I really feel for some of my friends that love metal detecting, but just can’t get out and do it anymore, whether it be due to age or injury.   There is no real answer for that.   If you can still possibly detect, but are having difficulties doing so, here are some things that can help:


Pick Your Battles:   Don’t go out and just detect anywhere.  If you get out to detect, try to make sure it is a high probability of being a sure thing.  We know there are no guarantees, but do your best.  Also, good grassy yards are much easier on the joints and knees than construction sites, for example.  Also watch the weather.  Hunt on beautiful, nice days when it is not too hot or cold.

Light Detector:    If money is no object, the XP Deus with a 9″ coil is ridiculously light, like a toy.    Try to hunt with a light detector.  A heavy detector will wear you out faster and is harder on the joints.   I’m not a big fan of slings but if that works for you to use the detector you want to use, go for it.  You also want to carry as light a digging tool as possible.

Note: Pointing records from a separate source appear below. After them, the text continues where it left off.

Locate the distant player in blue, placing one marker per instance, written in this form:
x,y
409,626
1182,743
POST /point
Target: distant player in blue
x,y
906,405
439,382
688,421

Short Sessions:   Detect in really short sessions.  If you are only good for an hour, a lot of times that is actually better than getting out there all day.    If you need to hit it for 15 or 20 minutes at a time, then just take breaks.   Do what you can and don’t hurt yourself.

Pads:  Knee pads or carrying a seat cushion you can kneel on can be a lifesaver.

Assistant:  When he got in bad shape physically, my mentor used to carry his 12 year old grandson along with him to dig.  His grandson was ecstatic and they made one hell of a team.   Don’t be afraid to ask for help, and make it fun for the helper!


Detecting is a tough hobby in the first place.  If you have challenges that make it more difficult on you than others, it is best to face them and do the things necessary to overcome them and win anyway, evening the odds the best you can.  Best of luck on your next hunt!